• Alexander and Momoko designers of Black Crane

    “...I just make what I love. It’s very selfish but I’m making it for myself.”

    Palms and plants in the Black Crane Studio

  • A Dialogue

    Alexander Yamaguchi and Momoko Suzuki

    Interview and Images shot by Yasmine Ganley

    In the midst of L.A.’s humming fashion district, up a reluctant elevator and down the hallway of a large concrete building, the Black Crane showroom is a space of serenity. Designers Alexander Yamaguchi and Momoko Suzuki have beautifully carved out a dedicated space of their own, filled with everything they need to cultivate their creative processes: happy plants, a collection of vintage furniture and ample natural light. A soothing, earthy colour palette in soft, malleable fabrics fall from industrial clothing racks that line the showroom’s edges.

    • — How did your label come about?

      M: Alex moved to LA for the surf, I was working in environmental art and architecture, so we have pretty different backgrounds. Alex started his own line about fifteen years ago, and one day he said, we should do a womenswear collection. I wasn’t sure, we didn’t know that market, but he convinced me and I thought, ok; let’s just make something I would like to wear, that was seven years ago. Since then people seem to like what we do which makes us happy.

    • — What does a typical day look like for you?
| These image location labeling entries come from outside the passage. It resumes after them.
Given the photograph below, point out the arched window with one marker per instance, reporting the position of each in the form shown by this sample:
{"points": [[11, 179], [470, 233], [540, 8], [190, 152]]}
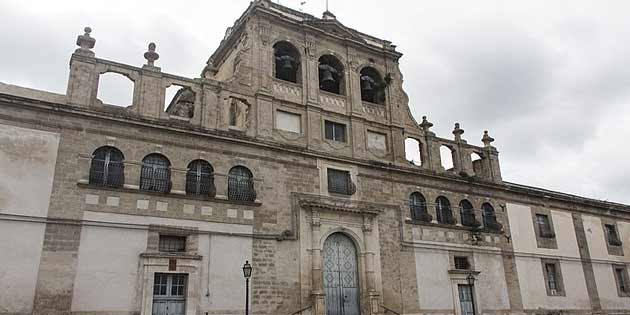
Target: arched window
{"points": [[241, 184], [467, 214], [287, 62], [200, 179], [331, 75], [372, 86], [443, 210], [490, 218], [156, 173], [418, 207], [107, 168]]}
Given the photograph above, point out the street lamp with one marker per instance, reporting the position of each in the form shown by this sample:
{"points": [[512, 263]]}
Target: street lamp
{"points": [[471, 282], [247, 272]]}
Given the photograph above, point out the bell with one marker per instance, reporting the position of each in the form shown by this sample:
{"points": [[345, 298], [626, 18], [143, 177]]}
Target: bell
{"points": [[366, 83], [327, 78]]}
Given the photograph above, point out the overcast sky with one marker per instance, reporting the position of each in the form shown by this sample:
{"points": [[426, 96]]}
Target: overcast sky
{"points": [[550, 80]]}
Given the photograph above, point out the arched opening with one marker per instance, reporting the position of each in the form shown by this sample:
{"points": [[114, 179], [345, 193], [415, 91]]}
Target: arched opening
{"points": [[443, 210], [490, 221], [413, 151], [115, 89], [107, 167], [467, 214], [477, 162], [155, 174], [418, 208], [331, 76], [287, 62], [372, 86], [200, 179], [446, 157], [241, 184], [182, 101], [341, 275]]}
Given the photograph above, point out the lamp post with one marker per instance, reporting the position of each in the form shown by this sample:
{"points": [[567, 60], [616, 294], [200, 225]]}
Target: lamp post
{"points": [[471, 282], [247, 272]]}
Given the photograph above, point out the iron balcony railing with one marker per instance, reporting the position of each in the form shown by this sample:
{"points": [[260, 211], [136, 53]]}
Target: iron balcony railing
{"points": [[241, 189]]}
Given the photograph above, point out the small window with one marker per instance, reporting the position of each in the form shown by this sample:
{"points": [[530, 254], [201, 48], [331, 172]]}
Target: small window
{"points": [[172, 244], [200, 179], [288, 121], [155, 174], [418, 208], [611, 233], [621, 277], [461, 263], [443, 210], [335, 131], [339, 182], [241, 184], [553, 278], [544, 226], [107, 167]]}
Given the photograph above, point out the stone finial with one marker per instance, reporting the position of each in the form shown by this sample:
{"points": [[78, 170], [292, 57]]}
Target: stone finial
{"points": [[425, 125], [151, 56], [458, 132], [85, 42], [487, 140]]}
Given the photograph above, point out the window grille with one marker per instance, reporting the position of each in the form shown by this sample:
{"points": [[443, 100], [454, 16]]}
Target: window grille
{"points": [[335, 131], [200, 179], [490, 218], [172, 244], [544, 226], [468, 214], [613, 237], [461, 263], [156, 173], [241, 184], [107, 168], [418, 207], [443, 210], [339, 182]]}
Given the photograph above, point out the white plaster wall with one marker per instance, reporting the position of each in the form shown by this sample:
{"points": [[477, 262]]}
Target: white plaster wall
{"points": [[533, 290], [434, 284], [607, 288], [108, 280], [20, 251], [491, 286], [227, 285], [27, 167], [524, 237], [107, 273], [596, 240]]}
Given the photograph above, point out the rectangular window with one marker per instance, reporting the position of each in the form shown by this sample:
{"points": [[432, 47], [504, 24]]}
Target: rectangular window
{"points": [[466, 299], [461, 263], [339, 182], [172, 244], [288, 121], [335, 131], [613, 237], [544, 226], [621, 277]]}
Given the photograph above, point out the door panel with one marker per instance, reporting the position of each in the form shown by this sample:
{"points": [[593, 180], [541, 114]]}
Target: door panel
{"points": [[340, 276]]}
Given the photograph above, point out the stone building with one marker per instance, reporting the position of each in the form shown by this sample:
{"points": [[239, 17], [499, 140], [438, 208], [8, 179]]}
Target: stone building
{"points": [[288, 152]]}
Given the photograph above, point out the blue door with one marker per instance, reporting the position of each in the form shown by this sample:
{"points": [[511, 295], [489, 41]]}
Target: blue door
{"points": [[340, 276]]}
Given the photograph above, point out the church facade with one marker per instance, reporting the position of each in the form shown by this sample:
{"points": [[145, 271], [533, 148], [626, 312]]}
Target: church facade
{"points": [[288, 152]]}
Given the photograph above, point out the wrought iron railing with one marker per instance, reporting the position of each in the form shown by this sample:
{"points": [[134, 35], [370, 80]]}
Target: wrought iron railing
{"points": [[108, 174], [241, 189]]}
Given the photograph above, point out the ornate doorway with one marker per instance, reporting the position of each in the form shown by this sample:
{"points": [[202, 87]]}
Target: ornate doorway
{"points": [[340, 276]]}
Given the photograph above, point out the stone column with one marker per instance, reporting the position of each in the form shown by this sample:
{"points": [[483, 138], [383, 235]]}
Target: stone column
{"points": [[316, 262], [370, 244]]}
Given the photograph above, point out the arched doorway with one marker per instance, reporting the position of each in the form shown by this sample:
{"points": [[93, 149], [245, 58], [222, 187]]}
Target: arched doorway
{"points": [[341, 276]]}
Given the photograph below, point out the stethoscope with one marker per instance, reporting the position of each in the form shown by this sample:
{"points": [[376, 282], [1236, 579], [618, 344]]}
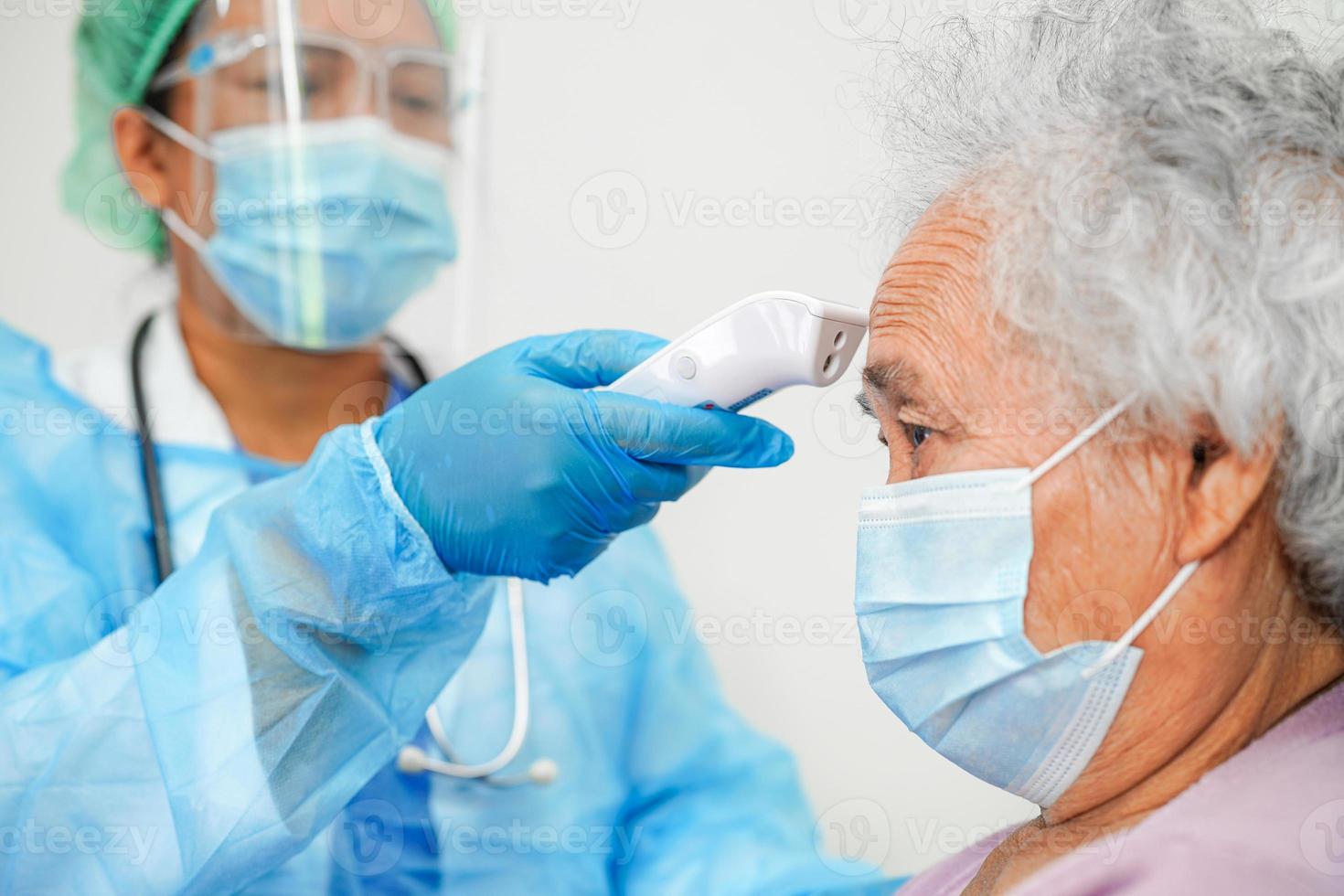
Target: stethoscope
{"points": [[411, 759]]}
      M: Our weekdays are hectic, some mornings we drive more than 100 miles to just to check that all the contractors are doing what they’re supposed to be doing. We get to the office right before noon, and start correspondence and sampling. We try not to over work, we think it’s important to make a balance, we are happier this way. California has a pretty good pace; we normally go home at 6pm.

    • — That’s so nice that you have such a hand in your production and that you can communicate everything you’re after face-to-face.
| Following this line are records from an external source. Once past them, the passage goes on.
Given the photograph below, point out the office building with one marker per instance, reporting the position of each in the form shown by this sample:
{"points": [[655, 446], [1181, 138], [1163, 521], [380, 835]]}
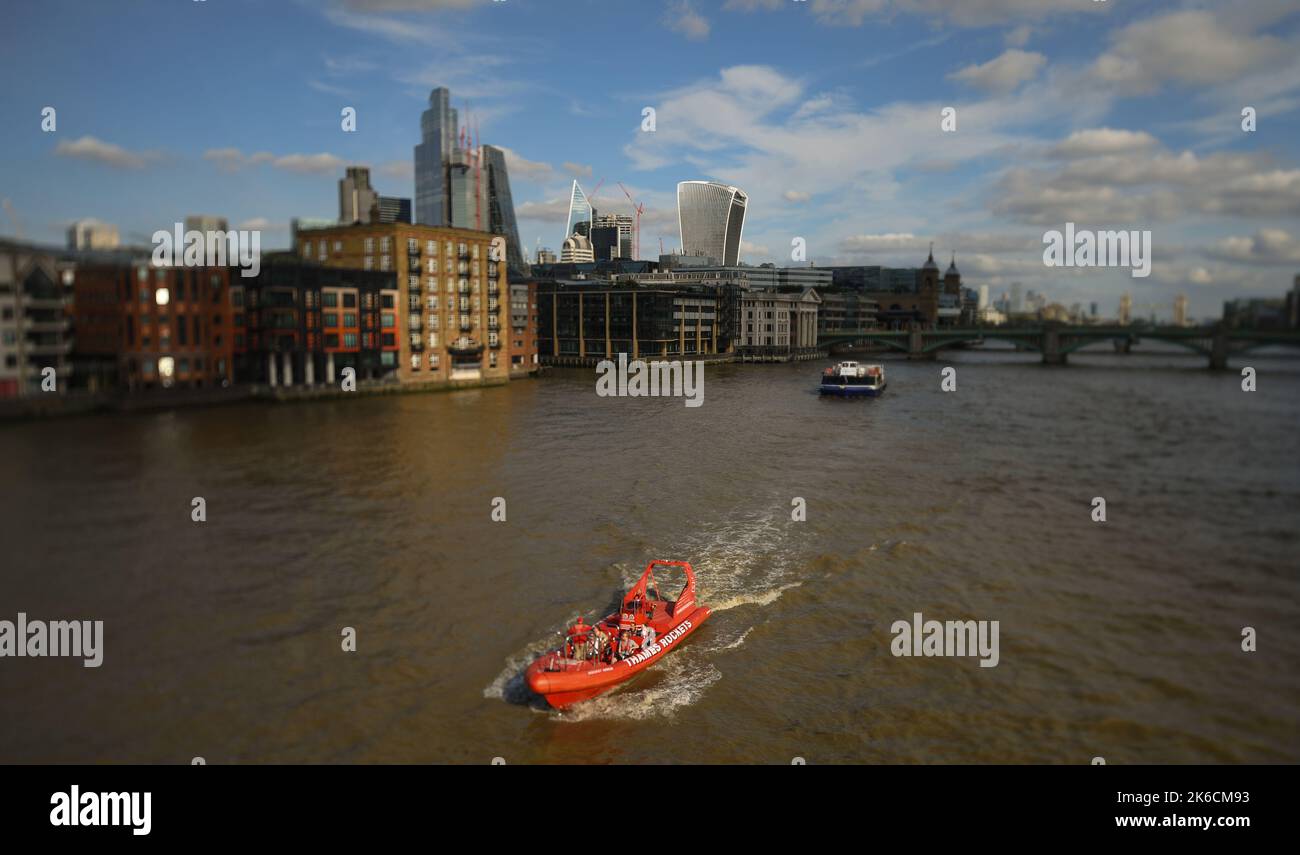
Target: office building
{"points": [[356, 199], [462, 183], [91, 234], [711, 218], [845, 312], [581, 213], [393, 209], [206, 222], [583, 322], [576, 250], [35, 329], [778, 324], [623, 225], [523, 329]]}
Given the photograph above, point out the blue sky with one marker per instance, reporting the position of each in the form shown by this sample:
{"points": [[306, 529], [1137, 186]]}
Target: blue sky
{"points": [[1113, 114]]}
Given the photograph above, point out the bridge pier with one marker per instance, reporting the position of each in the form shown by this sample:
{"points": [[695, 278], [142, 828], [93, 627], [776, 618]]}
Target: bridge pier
{"points": [[1052, 354], [917, 346], [1218, 352]]}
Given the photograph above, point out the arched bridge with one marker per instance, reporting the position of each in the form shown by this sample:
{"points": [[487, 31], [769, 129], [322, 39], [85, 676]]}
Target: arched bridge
{"points": [[1057, 342]]}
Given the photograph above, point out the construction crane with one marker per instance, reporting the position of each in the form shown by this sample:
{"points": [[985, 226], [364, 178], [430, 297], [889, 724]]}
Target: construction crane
{"points": [[636, 229], [590, 198], [13, 218]]}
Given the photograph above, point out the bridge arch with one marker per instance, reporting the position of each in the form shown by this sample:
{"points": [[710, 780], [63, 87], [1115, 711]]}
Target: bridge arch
{"points": [[1028, 342]]}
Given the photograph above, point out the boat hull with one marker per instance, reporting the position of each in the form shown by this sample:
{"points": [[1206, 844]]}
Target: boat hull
{"points": [[572, 685], [853, 391]]}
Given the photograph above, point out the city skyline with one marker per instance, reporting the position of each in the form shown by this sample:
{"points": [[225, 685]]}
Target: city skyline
{"points": [[1084, 112]]}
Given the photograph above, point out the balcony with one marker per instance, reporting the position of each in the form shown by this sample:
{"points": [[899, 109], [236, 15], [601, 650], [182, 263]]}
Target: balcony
{"points": [[56, 325], [464, 346]]}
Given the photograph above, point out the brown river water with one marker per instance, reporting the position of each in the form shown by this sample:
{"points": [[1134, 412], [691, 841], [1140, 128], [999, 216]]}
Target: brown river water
{"points": [[1118, 639]]}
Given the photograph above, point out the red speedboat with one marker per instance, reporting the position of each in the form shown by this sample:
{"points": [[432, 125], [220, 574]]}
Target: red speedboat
{"points": [[598, 656]]}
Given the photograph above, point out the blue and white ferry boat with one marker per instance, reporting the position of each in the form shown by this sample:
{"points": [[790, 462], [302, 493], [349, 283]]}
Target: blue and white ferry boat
{"points": [[854, 378]]}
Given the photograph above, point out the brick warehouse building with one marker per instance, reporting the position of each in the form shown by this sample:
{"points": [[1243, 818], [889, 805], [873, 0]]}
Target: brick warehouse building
{"points": [[523, 329], [298, 322], [453, 299], [141, 326]]}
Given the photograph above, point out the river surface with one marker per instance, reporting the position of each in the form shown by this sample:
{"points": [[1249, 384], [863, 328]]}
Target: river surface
{"points": [[1119, 639]]}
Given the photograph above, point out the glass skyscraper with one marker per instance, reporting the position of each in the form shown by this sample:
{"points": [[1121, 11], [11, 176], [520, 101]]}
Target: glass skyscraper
{"points": [[710, 217], [432, 157], [462, 185]]}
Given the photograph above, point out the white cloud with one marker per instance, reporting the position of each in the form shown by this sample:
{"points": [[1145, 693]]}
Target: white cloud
{"points": [[1004, 73], [320, 164], [523, 169], [973, 13], [1103, 140], [1266, 247], [233, 160], [681, 17], [1192, 47], [1019, 37], [398, 170], [263, 224], [98, 151]]}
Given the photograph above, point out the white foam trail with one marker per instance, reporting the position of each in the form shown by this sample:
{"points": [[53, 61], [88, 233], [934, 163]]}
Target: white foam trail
{"points": [[677, 684], [732, 645], [762, 598]]}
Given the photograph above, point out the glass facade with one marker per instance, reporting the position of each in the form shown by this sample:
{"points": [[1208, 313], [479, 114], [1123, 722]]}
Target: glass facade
{"points": [[711, 218]]}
      A: We’ve always been very involved, right from the beginning.

    • — Do you make your own fabrics?

      M: Mostly we do, however we use a mill, we’re not picking the yarn ourselves. We used to knit the jersey in the US, but for the women’s collection we dye the yarn overseas. All of our jersey knit is made in LA.
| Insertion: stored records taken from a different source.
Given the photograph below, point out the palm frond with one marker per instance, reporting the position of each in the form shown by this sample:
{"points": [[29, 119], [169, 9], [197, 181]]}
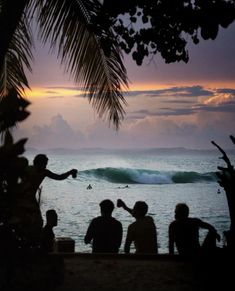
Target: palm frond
{"points": [[66, 25], [11, 12], [17, 58]]}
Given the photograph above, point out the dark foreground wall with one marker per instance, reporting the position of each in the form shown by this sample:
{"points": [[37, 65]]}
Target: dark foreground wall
{"points": [[86, 272]]}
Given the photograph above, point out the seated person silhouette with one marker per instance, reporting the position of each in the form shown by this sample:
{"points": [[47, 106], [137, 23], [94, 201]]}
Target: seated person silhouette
{"points": [[143, 231], [104, 231], [48, 236], [184, 233]]}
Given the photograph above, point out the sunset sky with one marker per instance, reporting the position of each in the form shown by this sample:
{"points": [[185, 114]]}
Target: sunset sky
{"points": [[176, 105]]}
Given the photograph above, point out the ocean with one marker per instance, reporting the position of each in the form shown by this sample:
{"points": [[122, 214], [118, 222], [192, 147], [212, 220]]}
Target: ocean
{"points": [[160, 177]]}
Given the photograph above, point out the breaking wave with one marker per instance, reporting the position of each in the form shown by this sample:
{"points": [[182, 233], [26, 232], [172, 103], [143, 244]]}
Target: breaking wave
{"points": [[142, 176]]}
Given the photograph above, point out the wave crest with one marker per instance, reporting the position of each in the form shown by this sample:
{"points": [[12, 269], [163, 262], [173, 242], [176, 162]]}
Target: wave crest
{"points": [[142, 176]]}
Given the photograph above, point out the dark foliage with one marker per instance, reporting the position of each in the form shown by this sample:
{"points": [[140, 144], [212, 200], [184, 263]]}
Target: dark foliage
{"points": [[12, 165], [163, 26]]}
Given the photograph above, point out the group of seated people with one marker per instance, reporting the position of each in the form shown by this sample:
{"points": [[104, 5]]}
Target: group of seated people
{"points": [[105, 232]]}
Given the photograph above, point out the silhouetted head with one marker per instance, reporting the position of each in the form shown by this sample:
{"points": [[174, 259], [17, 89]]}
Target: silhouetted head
{"points": [[40, 161], [106, 207], [140, 209], [181, 211], [51, 217]]}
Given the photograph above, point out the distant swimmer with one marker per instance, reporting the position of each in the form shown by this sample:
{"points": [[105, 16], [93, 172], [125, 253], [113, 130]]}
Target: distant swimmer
{"points": [[123, 187]]}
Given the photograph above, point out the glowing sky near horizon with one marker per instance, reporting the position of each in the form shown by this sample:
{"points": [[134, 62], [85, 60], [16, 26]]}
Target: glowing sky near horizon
{"points": [[169, 105]]}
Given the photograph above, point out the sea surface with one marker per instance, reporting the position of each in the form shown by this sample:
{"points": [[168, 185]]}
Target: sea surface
{"points": [[162, 178]]}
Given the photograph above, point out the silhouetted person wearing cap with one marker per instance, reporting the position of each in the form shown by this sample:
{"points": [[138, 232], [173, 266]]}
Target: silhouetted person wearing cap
{"points": [[48, 236], [184, 233], [143, 231], [28, 209], [105, 232]]}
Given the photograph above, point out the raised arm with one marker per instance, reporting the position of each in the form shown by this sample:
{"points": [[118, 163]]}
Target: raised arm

      A: Sometimes we use Japanese fabrics too. Every time is an experiment as each garment is very different. We wash all of the garments here too, so variables like temperature and timing are all very important to experiment with.

      M: We like to keep production as local as we can.

    • — I can imagine because your fabrics are so soft that they’d feel so nice on your skin too

      M: When we’re designing we try to keep in mind that we like to have easy maintenance; we want our garments to last, and to be made from natural fibers. I made a mistake one season of using a cotton-poly, and I wasn’t happy at all. So from then on, we strictly use only natural fibers. I think that’s what the mothers really appreciate. We also do a low-impact garment dye. We try to do what we can.

    • — What would be your focus for your collections? Is there a motivation behind each one, or do they run together seamlessly under one over-arching concept?

      M: I think we like to keep it basic, and for our garments to be something people would like to wear every season, maybe in a different fabrication. But of course, we always like to make something new too.

      A: You can make crazy clothes, but they’re difficult to wear.

      M: Anything light, super comfortable, maybe a piece you can go to sleep in, or perhaps a piece that still sits in ‘casual’ wear but you feel like you’re dressed up a little bit.

    • — Is there an overall ethos to your brand?

      M: It’s very personal, I used to include some things that I maybe wouldn’t wear but thought perhaps somebody else would, after a while I decided I shouldn’t make something I wouldn’t wear, so I just make what I love. It’s very selfish, but I’m making it for myself. I’m a very easy dresser, super casual and relaxed, which aligns with many other people’s lifestyle too.

    • — Do you have any daily practices?

      M: We do lunch together; there are only four of us in the studio so we like to do this together and just talk.

      A: That’s very Japanese-style.

      M: We also have a thing called ‘sweet time’ which is actually a snack time around mid-afternoon. We go out for some sweets and bring them back to share. We also like to open the windows when we arrive at the office, but nothing too special.

    • — And, do you have any favourite places to hang out in LA?

      A: Southern beaches, to go surfing, anywhere near San Diego. It’s lovely and quiet.

      M: there is a cute little restaurant, Little Beast. They are set in a bungalow house, three minutes from our home, very cosy, very Californian. I always like to sit on the patio outside, we always have a good time there, and the food is so good.